I thought for a moment. “Thomas?” I squeaked. Ada nodded. “I don’t understand.” Ada chuckled as I tried to work it out. “You and Thomas’s grandfather—” I flipped quickly through the rest of the stack of photographs. The third one down was them kissing under the Eiffel Tower. “I—” Nineteen eighteen. I quickly did the math. She would have been thirty-three. And if Thomas was in medical school—“Is—are you his grandmother?”
“Of course not,” Ada said, taking the photographs from me and thumbing through them. “We couldn’t have married. I thought at the time—especially if we stayed in Europe. But he was right, of course. It wasn’t even legal in a lot of states. It was in Pennsylvania, but he had family down south. If we’d ever gone to see them . . .” She shook her head. “I loved that man to pieces. But he understood what I didn’t. I couldn’t. I hadn’t lived it.” She touched his face in the photograph in front of her.
“No,” she said softly. “He came back home and married the girl who was waiting for him. Had four kids, including Thomas’s father.” She looked up. “I told you I’d been in love twice. John was the first great love of my life.”
I sat there processing this as she spread the photographs in front of me. It explained her fierce devotion to Thomas. But it also didn’t. How could she watch the children and grandchildren who could have been hers if the world was different and not feel bitter about what she never got to have?
I didn’t ask that question out loud, but Ada could read me. “It took me a long time,” she said. “I was willing to give up my family, my life, everything. And I know he loved me too—it was why he wouldn’t do the same. Ours wasn’t a story with a happy ending, no matter how you looked at it. If we came back here, odds were good we’d find a cross on our lawn, if not our house on fire, even in Philadelphia. I didn’t really know how the world worked yet. I thought if we loved each other enough, we could find a place where our differences wouldn’t matter.” She shook her head again. “I was young and stupid and sheltered. John knew better. The world loves to destroy what it doesn’t understand. Some things can be hidden to be protected. Some can’t.” Lillian reached over and took her hand. Had it been me, she would have swatted me away, but she let Lillian’s remain, smiling at her tightly.
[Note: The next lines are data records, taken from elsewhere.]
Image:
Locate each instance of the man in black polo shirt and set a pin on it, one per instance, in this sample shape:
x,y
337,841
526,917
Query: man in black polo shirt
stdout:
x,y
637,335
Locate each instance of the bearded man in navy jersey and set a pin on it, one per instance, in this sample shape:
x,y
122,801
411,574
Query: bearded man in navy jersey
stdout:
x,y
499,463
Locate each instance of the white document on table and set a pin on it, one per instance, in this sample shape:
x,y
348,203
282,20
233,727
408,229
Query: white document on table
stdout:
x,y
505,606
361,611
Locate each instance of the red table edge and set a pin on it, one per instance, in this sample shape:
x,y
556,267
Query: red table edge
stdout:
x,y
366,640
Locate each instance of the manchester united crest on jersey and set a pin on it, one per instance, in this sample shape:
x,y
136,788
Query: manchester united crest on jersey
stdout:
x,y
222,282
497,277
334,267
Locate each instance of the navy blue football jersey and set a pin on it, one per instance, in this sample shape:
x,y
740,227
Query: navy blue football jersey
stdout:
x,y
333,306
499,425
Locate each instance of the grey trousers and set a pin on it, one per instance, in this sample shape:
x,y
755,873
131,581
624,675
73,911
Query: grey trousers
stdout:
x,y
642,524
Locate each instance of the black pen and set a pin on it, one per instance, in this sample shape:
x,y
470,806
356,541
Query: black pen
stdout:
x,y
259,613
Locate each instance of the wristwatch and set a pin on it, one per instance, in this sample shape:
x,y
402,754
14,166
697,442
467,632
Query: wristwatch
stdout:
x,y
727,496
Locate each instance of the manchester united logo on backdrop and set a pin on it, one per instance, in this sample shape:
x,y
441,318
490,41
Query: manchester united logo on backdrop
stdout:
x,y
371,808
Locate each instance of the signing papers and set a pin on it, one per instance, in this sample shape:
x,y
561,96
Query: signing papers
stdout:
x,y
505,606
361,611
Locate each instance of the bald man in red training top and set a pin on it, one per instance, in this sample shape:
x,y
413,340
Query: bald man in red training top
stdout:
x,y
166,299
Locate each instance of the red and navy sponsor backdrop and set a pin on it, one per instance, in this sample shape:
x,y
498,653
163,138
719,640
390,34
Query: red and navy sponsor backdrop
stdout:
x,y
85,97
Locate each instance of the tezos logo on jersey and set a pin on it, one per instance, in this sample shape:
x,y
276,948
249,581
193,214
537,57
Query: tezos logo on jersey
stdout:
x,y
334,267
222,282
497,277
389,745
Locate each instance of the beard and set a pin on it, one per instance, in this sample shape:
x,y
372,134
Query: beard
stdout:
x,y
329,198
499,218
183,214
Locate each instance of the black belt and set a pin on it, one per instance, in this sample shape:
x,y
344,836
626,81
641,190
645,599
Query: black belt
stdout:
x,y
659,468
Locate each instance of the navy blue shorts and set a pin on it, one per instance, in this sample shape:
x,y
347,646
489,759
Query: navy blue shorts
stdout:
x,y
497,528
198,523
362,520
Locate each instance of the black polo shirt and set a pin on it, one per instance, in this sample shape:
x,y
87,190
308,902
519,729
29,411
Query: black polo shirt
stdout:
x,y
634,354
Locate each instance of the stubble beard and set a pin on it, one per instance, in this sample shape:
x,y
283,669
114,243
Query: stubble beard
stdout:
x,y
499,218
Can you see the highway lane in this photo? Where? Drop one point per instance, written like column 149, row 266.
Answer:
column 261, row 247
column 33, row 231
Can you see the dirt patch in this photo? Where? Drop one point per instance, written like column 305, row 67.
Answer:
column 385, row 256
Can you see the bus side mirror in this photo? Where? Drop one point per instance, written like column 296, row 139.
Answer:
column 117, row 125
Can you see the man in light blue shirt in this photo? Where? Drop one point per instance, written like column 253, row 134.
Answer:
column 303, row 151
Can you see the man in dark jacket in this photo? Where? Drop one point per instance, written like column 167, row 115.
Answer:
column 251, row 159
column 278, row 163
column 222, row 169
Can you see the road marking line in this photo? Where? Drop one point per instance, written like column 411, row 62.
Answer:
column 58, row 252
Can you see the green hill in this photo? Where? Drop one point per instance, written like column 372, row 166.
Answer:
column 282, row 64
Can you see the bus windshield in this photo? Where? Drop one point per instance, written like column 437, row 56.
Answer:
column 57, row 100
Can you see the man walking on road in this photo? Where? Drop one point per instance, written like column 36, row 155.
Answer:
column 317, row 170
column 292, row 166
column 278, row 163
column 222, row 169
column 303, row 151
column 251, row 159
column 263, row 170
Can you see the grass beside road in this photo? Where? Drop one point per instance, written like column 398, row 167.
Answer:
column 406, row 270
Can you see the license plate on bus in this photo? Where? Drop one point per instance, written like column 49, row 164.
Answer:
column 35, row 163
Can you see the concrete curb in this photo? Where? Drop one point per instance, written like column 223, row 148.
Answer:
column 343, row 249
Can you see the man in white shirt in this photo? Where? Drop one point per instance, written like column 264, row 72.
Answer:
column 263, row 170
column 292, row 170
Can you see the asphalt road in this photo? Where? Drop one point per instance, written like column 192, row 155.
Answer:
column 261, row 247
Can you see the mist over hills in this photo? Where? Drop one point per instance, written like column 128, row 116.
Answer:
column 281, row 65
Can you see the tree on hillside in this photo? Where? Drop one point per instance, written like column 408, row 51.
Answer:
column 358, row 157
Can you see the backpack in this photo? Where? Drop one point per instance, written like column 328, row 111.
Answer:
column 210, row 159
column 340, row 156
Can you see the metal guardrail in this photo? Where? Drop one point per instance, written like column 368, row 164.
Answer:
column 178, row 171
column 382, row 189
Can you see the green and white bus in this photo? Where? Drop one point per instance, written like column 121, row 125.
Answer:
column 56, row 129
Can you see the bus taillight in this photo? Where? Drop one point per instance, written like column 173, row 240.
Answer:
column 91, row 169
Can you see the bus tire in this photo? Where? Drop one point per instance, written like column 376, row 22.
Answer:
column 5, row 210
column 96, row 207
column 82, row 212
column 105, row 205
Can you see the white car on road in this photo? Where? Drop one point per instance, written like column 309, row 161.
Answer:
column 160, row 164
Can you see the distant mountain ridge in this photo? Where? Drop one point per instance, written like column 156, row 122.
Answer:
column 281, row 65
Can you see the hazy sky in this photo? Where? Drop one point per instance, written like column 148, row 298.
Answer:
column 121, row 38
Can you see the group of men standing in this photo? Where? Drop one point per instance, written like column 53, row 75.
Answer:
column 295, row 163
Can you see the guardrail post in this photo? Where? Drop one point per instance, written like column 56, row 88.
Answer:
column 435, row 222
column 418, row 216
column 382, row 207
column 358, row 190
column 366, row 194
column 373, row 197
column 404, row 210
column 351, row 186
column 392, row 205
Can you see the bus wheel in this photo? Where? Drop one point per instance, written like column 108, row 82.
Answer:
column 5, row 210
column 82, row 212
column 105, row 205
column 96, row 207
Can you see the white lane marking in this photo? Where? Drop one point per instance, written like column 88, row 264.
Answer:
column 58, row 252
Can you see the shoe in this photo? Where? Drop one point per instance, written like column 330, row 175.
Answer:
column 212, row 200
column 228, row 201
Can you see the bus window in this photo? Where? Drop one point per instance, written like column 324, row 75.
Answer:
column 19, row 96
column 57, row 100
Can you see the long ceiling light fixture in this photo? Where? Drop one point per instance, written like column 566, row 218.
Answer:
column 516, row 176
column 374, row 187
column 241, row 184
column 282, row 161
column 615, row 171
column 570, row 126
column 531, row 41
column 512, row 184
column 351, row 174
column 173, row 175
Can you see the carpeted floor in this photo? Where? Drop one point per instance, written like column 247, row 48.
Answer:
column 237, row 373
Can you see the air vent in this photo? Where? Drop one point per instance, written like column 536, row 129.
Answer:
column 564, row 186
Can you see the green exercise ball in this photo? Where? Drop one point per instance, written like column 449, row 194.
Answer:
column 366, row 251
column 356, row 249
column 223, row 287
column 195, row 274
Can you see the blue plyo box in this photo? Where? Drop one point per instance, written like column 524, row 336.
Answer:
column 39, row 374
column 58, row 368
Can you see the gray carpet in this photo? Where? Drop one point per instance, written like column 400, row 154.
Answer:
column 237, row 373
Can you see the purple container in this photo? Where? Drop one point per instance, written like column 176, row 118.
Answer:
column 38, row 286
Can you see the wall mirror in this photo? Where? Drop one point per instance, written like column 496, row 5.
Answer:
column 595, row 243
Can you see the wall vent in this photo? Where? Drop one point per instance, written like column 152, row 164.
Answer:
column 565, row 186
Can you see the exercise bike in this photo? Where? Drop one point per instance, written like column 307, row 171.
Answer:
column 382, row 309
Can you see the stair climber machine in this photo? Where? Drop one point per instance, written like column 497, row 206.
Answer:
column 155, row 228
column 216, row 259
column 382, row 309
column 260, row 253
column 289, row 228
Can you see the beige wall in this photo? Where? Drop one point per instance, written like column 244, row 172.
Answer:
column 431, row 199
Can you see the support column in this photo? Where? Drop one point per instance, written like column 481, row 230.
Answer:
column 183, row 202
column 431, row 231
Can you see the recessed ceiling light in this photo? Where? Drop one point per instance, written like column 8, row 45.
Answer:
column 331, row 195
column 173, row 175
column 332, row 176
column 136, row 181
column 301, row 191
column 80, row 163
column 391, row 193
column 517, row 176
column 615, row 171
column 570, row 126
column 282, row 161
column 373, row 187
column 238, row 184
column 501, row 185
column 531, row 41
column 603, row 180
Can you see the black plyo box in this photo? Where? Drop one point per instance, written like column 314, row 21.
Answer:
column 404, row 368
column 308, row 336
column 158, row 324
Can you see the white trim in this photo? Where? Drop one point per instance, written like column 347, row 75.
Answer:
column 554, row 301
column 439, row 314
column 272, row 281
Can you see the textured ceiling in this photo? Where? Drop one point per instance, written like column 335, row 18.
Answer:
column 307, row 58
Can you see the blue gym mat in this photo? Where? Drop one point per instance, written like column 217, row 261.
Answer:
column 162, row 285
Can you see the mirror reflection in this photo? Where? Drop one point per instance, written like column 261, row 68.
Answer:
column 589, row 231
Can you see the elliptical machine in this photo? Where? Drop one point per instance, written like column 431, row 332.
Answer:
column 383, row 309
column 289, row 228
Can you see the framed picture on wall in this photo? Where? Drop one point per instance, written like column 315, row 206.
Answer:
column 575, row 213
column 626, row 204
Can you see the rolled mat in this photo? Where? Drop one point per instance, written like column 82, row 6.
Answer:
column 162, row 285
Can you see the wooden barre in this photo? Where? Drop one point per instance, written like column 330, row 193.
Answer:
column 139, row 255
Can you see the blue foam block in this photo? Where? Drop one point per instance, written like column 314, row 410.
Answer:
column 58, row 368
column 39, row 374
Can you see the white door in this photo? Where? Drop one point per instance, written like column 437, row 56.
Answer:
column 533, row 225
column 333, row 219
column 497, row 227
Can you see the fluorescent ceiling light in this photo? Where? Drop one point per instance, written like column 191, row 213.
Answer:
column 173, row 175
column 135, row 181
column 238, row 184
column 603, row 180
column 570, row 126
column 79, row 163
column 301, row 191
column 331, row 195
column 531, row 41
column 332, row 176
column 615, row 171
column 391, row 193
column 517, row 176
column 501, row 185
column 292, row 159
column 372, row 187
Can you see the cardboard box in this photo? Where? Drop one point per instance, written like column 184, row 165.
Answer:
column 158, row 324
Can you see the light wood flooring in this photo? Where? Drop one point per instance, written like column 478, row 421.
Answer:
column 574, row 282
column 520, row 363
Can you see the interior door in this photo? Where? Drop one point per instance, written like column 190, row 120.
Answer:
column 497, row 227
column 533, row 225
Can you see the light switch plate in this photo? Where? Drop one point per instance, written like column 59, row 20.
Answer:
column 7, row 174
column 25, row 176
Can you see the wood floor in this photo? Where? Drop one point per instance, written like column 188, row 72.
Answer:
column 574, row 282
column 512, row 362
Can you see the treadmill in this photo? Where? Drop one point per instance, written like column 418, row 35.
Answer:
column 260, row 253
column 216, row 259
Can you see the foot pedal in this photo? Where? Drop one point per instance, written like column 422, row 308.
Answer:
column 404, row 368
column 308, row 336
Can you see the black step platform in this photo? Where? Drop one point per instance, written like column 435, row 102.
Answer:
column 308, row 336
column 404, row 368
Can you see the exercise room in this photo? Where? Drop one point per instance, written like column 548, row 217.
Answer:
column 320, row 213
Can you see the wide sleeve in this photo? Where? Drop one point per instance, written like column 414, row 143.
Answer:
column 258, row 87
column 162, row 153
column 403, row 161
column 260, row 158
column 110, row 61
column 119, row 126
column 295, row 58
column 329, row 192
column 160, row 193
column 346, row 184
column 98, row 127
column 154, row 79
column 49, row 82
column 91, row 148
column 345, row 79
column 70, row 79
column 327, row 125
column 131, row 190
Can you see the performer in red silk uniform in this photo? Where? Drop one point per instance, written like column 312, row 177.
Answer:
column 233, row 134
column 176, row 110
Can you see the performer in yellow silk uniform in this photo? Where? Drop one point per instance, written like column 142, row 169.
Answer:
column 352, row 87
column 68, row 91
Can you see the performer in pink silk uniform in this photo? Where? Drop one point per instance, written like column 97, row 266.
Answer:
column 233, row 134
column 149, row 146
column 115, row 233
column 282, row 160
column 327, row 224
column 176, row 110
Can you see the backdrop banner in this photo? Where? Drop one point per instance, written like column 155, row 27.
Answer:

I tried to imagine an Ada so in love that she was willing to flout some of the most ingrained rules of our society. I didn’t know any mixed couples even now. Though to be fair, I didn’t know many people who weren’t Jewish. We tended to huddle together on this side of the Atlantic, even more so since the hazy events in Europe during my early childhood. And marrying outside the faith was so strictly forbidden. Conversion for marriage was relatively new and still viewed as strange. Even I, rebel that my family thought I was, wasn’t immune. It certainly hadn’t been a pastor’s son whom I crashed through a stained-glass window with.
And Ada, born more than half a century before me, was willing to be someone whom her family sat shiva for over a man who married someone else soon after.